Sotomayor thought that it would be “too extreme an interpretation of this Court’s precedent” to say that Austin’s regulation was content-based simply because someone had to determine whether a sign did or did not relate to a good or service being offered on the premises.
Austin’s sign regulations do not discriminate based on content, Sotomayor says
While the sign regulation at issue in the Supreme Court’s ruling in Reed v. Town of Gilbert (2015) had required the city to distinguish among ideological signs, political signs, and temporary directional signs, the Austin regulations did not require such precise classification or treat them differently. The Austin regulations more resembled the regulations upheld by the Supreme Court in Heffron v. International Society For Krishna Consciousness, Inc. (1981), Sotomayor wrote. In Heffron, city authorities simply had to decide whether or not individuals were or were not soliciting donations.
“Underlying these cases and others is a rejection of the view that any (city) examination of speech or expression inherently triggers heightened First Amendment concern. Rather, content-based regulations are those that discriminate based on ‘the topic discussed or the idea or message expressed,’’’ Sotomayor wrote.
Although the ruling found that the regulations did not involve improper content discrimination and should be given only intermediate, rather than strict, scrutiny, the parties had not litigated the issue as to whether there might be “an impermissible purpose or justification” behind an otherwise facially content-neutral restriction.” The court accordingly remanded the case back to the lower courts for such a determination.
Breyer: Regulation does not interfere with ‘marketplace of ideas’
Whereas the majority decision had distinguished this case from the decision in Reed, Justice Breyer wrote a concurring opinion in which he argued that Reed had been incorrectly decided.

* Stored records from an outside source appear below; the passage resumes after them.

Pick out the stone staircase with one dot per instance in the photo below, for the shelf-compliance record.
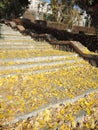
(45, 56)
(29, 69)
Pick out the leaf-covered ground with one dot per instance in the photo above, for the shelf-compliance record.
(55, 93)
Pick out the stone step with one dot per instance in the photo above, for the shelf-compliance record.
(39, 59)
(25, 47)
(27, 66)
(43, 70)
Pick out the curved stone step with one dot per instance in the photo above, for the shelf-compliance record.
(26, 66)
(41, 71)
(38, 59)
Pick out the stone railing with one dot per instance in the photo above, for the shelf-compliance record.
(91, 57)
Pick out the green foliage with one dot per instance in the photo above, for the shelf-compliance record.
(13, 8)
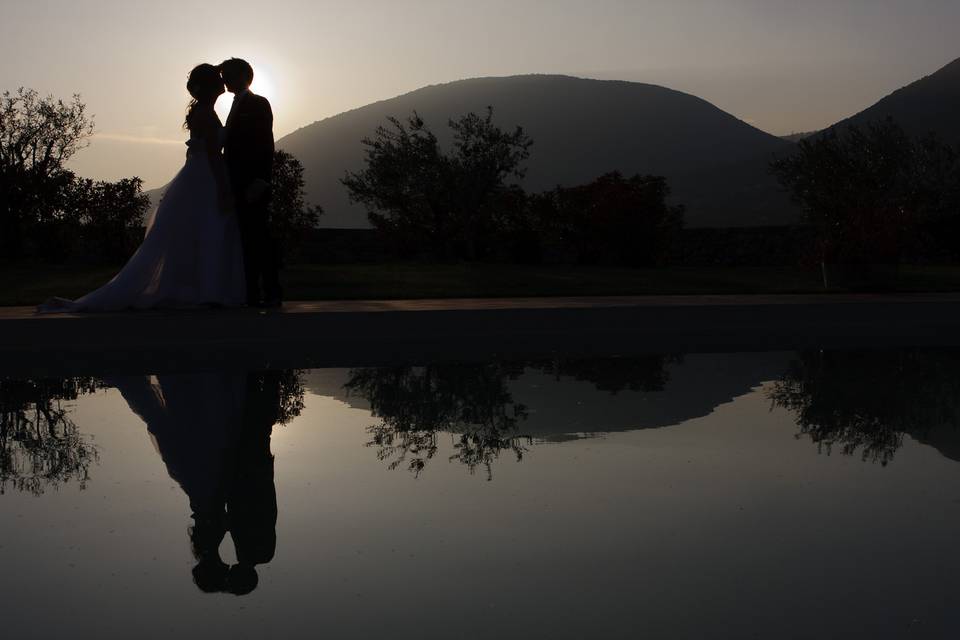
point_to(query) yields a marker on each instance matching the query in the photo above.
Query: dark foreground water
(770, 495)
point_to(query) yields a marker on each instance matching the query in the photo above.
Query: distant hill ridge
(716, 163)
(929, 105)
(581, 129)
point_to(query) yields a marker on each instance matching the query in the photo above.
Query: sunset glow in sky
(781, 65)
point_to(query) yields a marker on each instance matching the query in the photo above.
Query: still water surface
(801, 495)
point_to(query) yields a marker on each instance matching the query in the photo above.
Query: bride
(191, 254)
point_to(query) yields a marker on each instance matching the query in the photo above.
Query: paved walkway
(492, 304)
(346, 333)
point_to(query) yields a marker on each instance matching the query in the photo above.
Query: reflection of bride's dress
(212, 431)
(191, 254)
(192, 419)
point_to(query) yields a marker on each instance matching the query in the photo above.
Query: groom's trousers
(260, 254)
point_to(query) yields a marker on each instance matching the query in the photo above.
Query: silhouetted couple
(213, 432)
(209, 242)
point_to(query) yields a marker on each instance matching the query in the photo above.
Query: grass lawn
(29, 285)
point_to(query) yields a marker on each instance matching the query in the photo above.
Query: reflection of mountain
(581, 129)
(561, 407)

Noting that “(t)he First Amendment is not the Tax Code,” Breyer said that doctrines such as the presumption against content discrimination should be treated “not as bright-line rules, but instead as rules of thumb.”
In this case, he saw no evidence that the city of Austin had applied its regulation in a way as to interfere with the “marketplace of ideas.” He thought that there were adequate prudential reasons to suggest that on-premise signs were less likely than billboards and other off-premise signs to lead to visual clutter or to cause traffic accidents by distracting drivers.
Justice Samuel Alito concurred in the judgment but dissented from some of the majority reasoning by noting that it was not always apparent whether signs posted near a place of business were actually directly related to that business.
Dissent would have subjected Austin sign ordinances to strict scrutiny
Justice Clarence Thomas authored the dissent that was joined by Justices Neil Gorsuch and Amy Barrett. They thought the majority opinion was an improper departure from the decision in Reed. But the dissent also appeared directed largely to disagreeing with the decision in Hill v. Colorado (2000).
In Hill, the court upheld restrictions on counseling outside abortion clinics as content-neutral regulations rather than attempts to block a particular viewpoint. The dissenting justices favored a “bright-line rule for content-based restrictions” and would have subjected the Austin regulations to strict scrutiny.
Thomas subjected each of the majority’s arguments to point-by-point refutation. Whereas the majority had stressed the length of time that sign regulations had been in place, Thomas noted that they were not based on constitutional originalism since there was no evidence that the American Founders had dealt with such issues. Thomas concluded by arguing that it was better to adhere to the “clear and neutral role that Reed had provided rather “than risk resuscitating Hill.”
This article was published April 22, 2022. John R. Vile is a professor of political science and dean of the University Honors College at Middle Tennessee State University.